Negri et Hardt différencient la notion de public, de celle de commun. Public, donc l’espace public renvoie à un binôme issu des révolutions bourgeoises du XVIIIème siècle, à savoir la différence public – privé. Soit une pensée construite selon les termes du capitalisme et de la sacro sainte propriété privée. Ceux qui peuvent jouir de propriété sont les plus protégés, et en face il y a la masse des sans droits, sans terre. L’espace public est géré par l’état, mais au bénéfice premier de ceux qui sont propriétaires. D’où le glissement vers la notion de commun :

 

« Par commun nous entendons tout d’abord la richesse commune du monde matériel – l’air, l’eau, les fruits du sol et toutes les libéralités de la nature – présentée dans les textes politiques européens classiques comme l’héritage de l’humanité toute entière, devant être partagé entre tous. Nous comprenons aussi et surtout le commun comme ces résultats de la production sociale nécessaires à l’interaction sociale et à la poursuite de la production : les connaissances, les langages, les codes l’information, les affects, etc. Cette notion du commun ne sépare pas l’humanité de la nature qu’elle exploite ou protège, mais se concentre plutôt sur les pratiques d’interaction, de soin et de cohabitation dans un monde partagé, encourageant ce qui est bénéfique et limitant les formes nuisibles du commun. (…) Pourtant, même si nous sommes immergés dans le commun, les oeillères des idéologies dominantes actuelles le rendent difficile à percevoir. A travers le monde, les politiques des gouvernements néolibéraux ont cherché ces dernières décennies à privatiser le commun, à faire des produits culturels – par exemple, l’information, les idées -, et même les espèces animales ou végétales, une propriété privée. Nous affirmons, en coeur avec beaucoup d’autres, qu’il faut résister à une telle privatisation.

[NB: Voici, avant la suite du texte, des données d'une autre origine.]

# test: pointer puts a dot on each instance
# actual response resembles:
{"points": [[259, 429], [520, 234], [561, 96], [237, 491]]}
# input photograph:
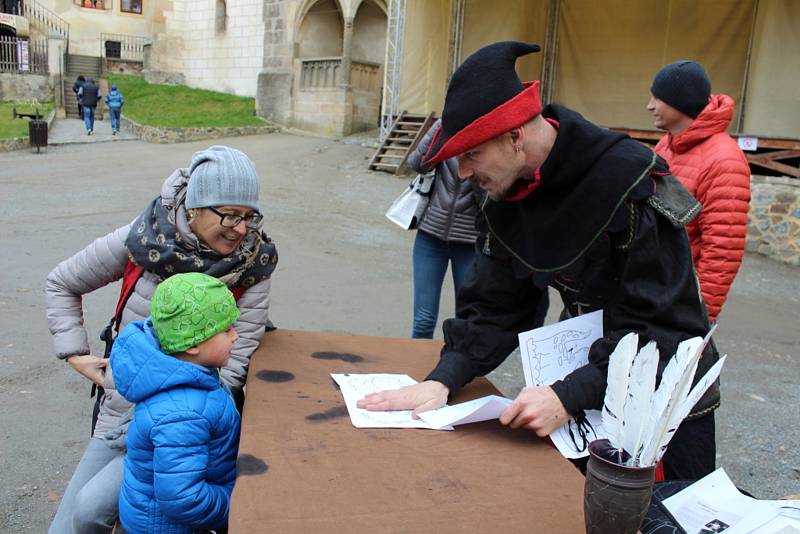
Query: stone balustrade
{"points": [[325, 73]]}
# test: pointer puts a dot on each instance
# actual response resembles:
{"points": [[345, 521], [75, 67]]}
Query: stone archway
{"points": [[337, 53]]}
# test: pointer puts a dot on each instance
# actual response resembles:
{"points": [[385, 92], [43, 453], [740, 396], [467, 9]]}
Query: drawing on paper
{"points": [[568, 349]]}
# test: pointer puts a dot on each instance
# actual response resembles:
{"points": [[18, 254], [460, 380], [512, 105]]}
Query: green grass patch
{"points": [[10, 127], [178, 106]]}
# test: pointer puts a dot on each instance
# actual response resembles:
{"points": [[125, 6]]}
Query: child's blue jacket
{"points": [[115, 100], [182, 444]]}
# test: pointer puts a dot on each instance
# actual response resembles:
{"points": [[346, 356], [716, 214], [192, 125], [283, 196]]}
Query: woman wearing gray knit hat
{"points": [[205, 220]]}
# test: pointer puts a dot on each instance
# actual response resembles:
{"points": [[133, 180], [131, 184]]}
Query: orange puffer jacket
{"points": [[713, 168]]}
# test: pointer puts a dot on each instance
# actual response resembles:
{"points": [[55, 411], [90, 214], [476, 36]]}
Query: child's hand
{"points": [[89, 366]]}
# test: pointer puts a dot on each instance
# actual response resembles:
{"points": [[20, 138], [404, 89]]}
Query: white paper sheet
{"points": [[355, 386], [713, 504], [550, 353], [474, 411]]}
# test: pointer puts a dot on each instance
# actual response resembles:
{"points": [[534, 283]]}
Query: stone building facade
{"points": [[313, 64]]}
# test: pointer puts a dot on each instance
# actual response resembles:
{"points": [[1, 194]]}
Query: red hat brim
{"points": [[505, 117]]}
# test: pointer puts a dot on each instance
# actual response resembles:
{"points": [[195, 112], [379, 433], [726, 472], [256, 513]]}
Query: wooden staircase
{"points": [[406, 132]]}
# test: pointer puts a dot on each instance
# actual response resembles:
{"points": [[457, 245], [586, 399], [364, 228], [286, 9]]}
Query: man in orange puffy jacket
{"points": [[711, 166]]}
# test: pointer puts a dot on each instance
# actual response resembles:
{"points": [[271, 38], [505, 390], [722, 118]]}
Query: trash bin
{"points": [[37, 133]]}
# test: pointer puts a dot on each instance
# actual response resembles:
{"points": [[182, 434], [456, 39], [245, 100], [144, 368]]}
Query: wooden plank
{"points": [[426, 124], [385, 143], [303, 467]]}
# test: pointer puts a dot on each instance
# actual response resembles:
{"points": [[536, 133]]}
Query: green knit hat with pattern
{"points": [[189, 308]]}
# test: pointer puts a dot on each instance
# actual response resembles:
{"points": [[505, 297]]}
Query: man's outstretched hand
{"points": [[421, 397], [536, 408]]}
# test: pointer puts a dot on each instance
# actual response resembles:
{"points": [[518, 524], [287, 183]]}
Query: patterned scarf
{"points": [[161, 242]]}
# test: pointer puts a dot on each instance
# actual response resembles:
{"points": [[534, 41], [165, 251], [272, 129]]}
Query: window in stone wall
{"points": [[131, 6], [95, 4], [221, 19]]}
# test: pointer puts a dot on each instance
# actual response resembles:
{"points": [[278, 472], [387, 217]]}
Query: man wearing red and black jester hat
{"points": [[572, 206]]}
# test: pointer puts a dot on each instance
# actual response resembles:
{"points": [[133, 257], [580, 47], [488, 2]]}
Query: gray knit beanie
{"points": [[684, 85], [222, 176]]}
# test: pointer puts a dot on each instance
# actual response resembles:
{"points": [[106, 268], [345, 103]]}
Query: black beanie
{"points": [[684, 85]]}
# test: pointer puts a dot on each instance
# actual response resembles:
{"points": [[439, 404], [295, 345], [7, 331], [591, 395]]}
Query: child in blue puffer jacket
{"points": [[115, 101], [180, 467]]}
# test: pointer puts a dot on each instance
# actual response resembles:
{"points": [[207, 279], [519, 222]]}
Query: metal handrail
{"points": [[37, 13], [105, 5]]}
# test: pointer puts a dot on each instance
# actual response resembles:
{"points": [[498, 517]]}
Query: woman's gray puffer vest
{"points": [[453, 205], [103, 262]]}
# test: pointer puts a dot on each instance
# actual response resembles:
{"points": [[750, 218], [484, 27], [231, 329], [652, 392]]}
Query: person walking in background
{"points": [[90, 95], [76, 87], [711, 166], [445, 235], [115, 101]]}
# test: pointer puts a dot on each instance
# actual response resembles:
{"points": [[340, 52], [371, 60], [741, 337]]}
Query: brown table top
{"points": [[303, 467]]}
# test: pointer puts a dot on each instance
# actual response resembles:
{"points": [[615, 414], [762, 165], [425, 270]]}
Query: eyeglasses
{"points": [[229, 220]]}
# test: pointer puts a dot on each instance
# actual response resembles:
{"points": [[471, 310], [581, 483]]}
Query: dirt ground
{"points": [[343, 268]]}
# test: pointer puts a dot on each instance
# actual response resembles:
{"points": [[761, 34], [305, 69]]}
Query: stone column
{"points": [[56, 46], [347, 53], [274, 91]]}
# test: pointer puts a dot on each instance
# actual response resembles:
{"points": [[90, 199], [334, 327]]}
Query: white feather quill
{"points": [[694, 396], [641, 385], [676, 382], [619, 365]]}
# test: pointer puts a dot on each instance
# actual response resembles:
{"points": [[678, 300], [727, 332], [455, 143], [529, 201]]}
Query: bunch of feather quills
{"points": [[639, 419]]}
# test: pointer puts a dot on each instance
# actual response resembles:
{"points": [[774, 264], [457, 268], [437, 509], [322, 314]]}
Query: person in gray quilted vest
{"points": [[446, 235], [205, 220]]}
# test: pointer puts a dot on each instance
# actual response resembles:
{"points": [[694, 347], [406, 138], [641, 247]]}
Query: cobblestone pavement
{"points": [[343, 268], [69, 131]]}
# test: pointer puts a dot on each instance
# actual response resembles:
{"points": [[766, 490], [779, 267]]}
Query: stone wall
{"points": [[225, 57], [774, 227], [154, 134], [118, 66], [25, 87], [366, 110], [324, 111]]}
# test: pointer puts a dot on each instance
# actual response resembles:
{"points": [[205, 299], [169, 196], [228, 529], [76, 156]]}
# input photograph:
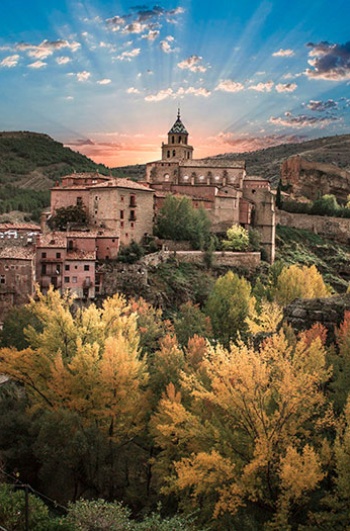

Mais l’opinion générale veut que la seule alternative au privé soit le public, c’est à dire ce qui est géré et régulé par les Etats et autres autorités gouvernementales, comme si le commun était sans importance ou avait disparu.

(…)

Une grande partie de notre monde est commune, libre d’accès à tous et se développe à travers une participation active. Le langage, par exemple, comme les affects et les gestes, reste pour une grande part commun. De fait, si le langage était privé ou public – c’est à dire si des larges portions de nos mots, phrases ou parties de discours étaient soumises à la propriété privée ou à l’autorité publique -, il perdrait alors ses capacités d’expression, de créativité et de communication.

 

Antonio Negri, Michael Hardt, Commonwealth, Stock 2012, pp. 9-10.